El regreso del séptimo arte, al fin y al cabo, es una excepción mayúscula. En España, solo un 4,3% de los 7.982 municipios españoles de menos de 50.000 habitantes cuenta con una sala, según el censo de 2019 de AIMC (Asociación para la Investigación de Medios de Comunicación). Y más de un tercio de la población española reside en una localidad sin cine. Mientras Madrid se preocupa de cómo orientarse en una cartelera infinita, el dilema de los pueblos es más sencillo: coger el coche o nada. Desde Cortelazor, un antojo cinéfilo solo se satisface conduciendo una hora y media, hasta Sevilla o Huelva. Salvo en verano, la ocasión ideal para rescatar, al menos unos días, aquel placer perdido. Por toda España, de la extremeña Valencia del Ventoso a la gallega El Rosal, julio y agosto multiplican los programas públicos y privados que llevan el cine allá donde nunca estuvo. O se marchó. Porque muchos de estos pueblos tuvieron salas. Hasta que el tiempo, la despoblación y la crisis las cerraron.
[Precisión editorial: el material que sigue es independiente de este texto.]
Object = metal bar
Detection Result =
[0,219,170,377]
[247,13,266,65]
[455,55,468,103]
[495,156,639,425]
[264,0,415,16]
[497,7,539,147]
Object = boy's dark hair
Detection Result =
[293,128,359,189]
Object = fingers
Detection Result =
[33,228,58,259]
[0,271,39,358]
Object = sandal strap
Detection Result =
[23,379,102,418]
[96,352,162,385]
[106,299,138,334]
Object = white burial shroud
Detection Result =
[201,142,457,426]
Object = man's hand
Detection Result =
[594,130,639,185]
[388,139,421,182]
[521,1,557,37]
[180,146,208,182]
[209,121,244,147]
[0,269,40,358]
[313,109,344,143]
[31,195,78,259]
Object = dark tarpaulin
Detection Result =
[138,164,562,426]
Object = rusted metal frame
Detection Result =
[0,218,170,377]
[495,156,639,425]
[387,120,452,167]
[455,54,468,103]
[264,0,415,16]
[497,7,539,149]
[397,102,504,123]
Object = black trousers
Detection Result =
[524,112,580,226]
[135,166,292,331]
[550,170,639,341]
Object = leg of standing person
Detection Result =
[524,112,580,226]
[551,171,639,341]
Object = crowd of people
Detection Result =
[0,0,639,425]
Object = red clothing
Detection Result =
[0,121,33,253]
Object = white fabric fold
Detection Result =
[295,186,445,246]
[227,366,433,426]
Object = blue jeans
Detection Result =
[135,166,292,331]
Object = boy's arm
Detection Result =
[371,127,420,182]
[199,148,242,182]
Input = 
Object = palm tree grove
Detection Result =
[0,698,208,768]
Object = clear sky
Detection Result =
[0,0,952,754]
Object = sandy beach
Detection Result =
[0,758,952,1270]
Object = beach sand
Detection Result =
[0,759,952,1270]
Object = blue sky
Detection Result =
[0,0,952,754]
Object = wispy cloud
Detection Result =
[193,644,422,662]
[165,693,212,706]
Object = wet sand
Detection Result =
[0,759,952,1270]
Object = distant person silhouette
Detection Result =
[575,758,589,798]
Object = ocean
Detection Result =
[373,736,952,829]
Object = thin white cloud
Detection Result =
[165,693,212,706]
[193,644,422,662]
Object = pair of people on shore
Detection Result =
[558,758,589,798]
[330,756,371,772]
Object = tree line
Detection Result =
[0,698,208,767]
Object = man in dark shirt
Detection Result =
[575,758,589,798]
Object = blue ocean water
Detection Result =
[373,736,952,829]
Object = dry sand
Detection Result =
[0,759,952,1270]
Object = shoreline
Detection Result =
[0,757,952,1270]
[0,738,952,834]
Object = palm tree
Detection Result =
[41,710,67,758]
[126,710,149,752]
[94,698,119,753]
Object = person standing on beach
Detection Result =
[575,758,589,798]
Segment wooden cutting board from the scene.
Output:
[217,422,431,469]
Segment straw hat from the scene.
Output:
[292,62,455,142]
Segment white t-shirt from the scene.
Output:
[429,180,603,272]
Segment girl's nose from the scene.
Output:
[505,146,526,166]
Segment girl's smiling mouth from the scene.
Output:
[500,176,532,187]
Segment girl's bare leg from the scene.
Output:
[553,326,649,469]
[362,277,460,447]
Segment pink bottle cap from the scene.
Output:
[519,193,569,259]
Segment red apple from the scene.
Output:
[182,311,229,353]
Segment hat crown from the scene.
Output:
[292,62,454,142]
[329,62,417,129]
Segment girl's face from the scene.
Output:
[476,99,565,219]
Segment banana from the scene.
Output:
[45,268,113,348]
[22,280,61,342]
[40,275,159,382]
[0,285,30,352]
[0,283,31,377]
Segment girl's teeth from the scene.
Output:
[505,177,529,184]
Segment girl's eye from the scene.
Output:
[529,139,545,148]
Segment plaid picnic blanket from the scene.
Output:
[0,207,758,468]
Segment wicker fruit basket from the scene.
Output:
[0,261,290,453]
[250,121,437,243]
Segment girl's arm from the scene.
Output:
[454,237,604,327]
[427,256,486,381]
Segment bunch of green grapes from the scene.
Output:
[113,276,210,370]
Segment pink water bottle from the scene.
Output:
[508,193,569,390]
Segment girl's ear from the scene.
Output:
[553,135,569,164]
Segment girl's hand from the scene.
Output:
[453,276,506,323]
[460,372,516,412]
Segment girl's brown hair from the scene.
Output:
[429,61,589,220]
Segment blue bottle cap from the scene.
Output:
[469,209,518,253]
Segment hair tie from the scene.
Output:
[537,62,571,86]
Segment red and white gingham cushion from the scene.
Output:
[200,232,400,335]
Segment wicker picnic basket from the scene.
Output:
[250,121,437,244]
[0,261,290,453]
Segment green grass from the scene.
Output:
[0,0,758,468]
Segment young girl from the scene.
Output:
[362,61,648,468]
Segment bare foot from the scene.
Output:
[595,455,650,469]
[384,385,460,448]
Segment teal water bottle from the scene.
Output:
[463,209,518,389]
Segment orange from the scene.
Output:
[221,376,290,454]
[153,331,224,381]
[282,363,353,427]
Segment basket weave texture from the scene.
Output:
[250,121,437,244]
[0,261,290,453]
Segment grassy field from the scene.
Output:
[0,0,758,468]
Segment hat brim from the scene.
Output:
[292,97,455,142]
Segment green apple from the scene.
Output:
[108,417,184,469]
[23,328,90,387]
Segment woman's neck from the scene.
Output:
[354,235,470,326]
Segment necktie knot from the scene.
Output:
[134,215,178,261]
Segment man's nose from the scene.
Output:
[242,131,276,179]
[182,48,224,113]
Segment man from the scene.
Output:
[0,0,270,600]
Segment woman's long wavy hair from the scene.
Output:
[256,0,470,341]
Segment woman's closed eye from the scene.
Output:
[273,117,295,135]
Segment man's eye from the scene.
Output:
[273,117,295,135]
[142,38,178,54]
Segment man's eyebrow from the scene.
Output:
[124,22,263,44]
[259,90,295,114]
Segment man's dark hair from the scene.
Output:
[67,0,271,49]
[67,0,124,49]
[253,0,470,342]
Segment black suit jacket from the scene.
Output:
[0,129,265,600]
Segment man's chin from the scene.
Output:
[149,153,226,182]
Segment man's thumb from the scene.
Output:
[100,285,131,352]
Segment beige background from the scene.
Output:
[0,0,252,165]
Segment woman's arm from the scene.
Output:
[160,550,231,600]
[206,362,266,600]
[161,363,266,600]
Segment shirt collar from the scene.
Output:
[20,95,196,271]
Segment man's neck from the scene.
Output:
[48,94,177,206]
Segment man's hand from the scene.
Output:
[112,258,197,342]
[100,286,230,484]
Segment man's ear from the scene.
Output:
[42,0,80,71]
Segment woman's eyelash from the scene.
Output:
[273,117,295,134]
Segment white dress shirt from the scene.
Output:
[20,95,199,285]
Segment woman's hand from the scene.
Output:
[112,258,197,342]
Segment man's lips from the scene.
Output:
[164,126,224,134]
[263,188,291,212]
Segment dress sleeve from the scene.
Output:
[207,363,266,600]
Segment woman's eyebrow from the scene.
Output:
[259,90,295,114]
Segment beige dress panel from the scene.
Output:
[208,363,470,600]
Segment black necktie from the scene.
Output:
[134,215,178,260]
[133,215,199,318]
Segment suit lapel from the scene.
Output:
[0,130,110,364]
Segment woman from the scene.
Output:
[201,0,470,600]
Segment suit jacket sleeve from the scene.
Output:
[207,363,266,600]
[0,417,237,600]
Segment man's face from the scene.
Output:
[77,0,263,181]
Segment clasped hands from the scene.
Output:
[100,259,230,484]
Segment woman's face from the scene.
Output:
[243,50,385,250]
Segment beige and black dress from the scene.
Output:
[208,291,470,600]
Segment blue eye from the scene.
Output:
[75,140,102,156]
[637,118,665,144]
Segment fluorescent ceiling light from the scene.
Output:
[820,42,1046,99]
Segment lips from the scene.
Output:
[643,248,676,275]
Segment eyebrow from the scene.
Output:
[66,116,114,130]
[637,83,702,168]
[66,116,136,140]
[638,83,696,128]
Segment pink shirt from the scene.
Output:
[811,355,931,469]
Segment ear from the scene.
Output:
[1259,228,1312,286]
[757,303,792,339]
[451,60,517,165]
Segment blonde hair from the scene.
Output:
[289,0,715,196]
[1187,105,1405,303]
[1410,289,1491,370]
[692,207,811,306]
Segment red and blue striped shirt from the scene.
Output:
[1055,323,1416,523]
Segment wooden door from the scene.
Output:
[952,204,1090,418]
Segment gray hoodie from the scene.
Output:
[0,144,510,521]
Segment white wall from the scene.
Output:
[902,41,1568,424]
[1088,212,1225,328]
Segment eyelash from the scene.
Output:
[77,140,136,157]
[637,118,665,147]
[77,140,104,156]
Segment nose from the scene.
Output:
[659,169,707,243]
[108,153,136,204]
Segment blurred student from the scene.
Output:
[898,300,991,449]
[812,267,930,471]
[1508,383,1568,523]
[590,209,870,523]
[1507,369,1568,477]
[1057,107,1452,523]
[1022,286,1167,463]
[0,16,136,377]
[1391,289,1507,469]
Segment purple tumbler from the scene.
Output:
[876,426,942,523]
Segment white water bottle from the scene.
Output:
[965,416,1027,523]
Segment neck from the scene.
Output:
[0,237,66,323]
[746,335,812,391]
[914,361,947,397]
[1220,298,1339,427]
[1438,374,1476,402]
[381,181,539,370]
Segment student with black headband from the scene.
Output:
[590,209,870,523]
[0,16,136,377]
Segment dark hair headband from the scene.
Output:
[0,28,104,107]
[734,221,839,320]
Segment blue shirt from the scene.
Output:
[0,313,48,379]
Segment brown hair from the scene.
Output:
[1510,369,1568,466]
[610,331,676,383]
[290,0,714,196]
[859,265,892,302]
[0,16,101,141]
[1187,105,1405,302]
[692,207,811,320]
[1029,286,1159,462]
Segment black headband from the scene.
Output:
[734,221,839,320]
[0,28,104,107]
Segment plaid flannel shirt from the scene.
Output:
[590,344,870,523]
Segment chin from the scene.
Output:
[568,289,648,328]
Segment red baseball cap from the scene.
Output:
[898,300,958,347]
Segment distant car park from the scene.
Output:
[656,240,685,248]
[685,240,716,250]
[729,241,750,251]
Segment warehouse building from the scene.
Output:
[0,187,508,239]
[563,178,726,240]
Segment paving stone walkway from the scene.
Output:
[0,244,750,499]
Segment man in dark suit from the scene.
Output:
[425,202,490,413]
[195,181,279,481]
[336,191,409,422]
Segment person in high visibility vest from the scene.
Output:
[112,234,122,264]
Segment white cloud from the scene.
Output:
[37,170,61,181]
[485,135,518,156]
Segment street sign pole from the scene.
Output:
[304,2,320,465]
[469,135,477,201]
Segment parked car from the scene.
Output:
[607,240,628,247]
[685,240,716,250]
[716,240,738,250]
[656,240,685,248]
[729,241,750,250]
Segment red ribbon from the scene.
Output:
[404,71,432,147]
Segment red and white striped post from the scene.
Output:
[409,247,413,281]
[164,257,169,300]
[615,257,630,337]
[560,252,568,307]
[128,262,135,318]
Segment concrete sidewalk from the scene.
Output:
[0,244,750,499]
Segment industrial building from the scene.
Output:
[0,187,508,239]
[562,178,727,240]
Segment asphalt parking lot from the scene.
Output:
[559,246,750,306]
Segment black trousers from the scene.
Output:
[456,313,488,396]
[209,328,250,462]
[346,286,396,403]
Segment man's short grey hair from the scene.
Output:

En Veguellina de Órbigo, un pueblo leonés de 2.000 habitantes, llegó a haber hasta dos cines. Abrieron después de la guerra, pero en 1998 ya no quedaba ninguno. Así que, cuando Balbino Ferrero volvió a su tierra natal, pensó que “la gente había vivido la esencia del cine y se podría recuperar”. En 2014, lanzó Luna de Cortos, un festival internacional que durante una semana llena el pueblo de proyecciones breves. Este año, contaban con Rusia como país invitado y otorgaron un premio a su conterráneo Jesús Vidal, protagonista de Campeones. Con 12.000 euros —entre subvención del Ayuntamiento y patrocinios—, despliegan una programación que mezcla un concurso oficial con cine rural o experimental.
El proyecto público que llenó la plaza de Cortelazor no cuesta mucho más: 15.000 euros. Hace años que la diputación de Huelva lleva proyecciones
a los pueblos que las soliciten. Apenas les exigen un espacio apto,
apoyo de personal y que la población no supere los 3.000 habitantes.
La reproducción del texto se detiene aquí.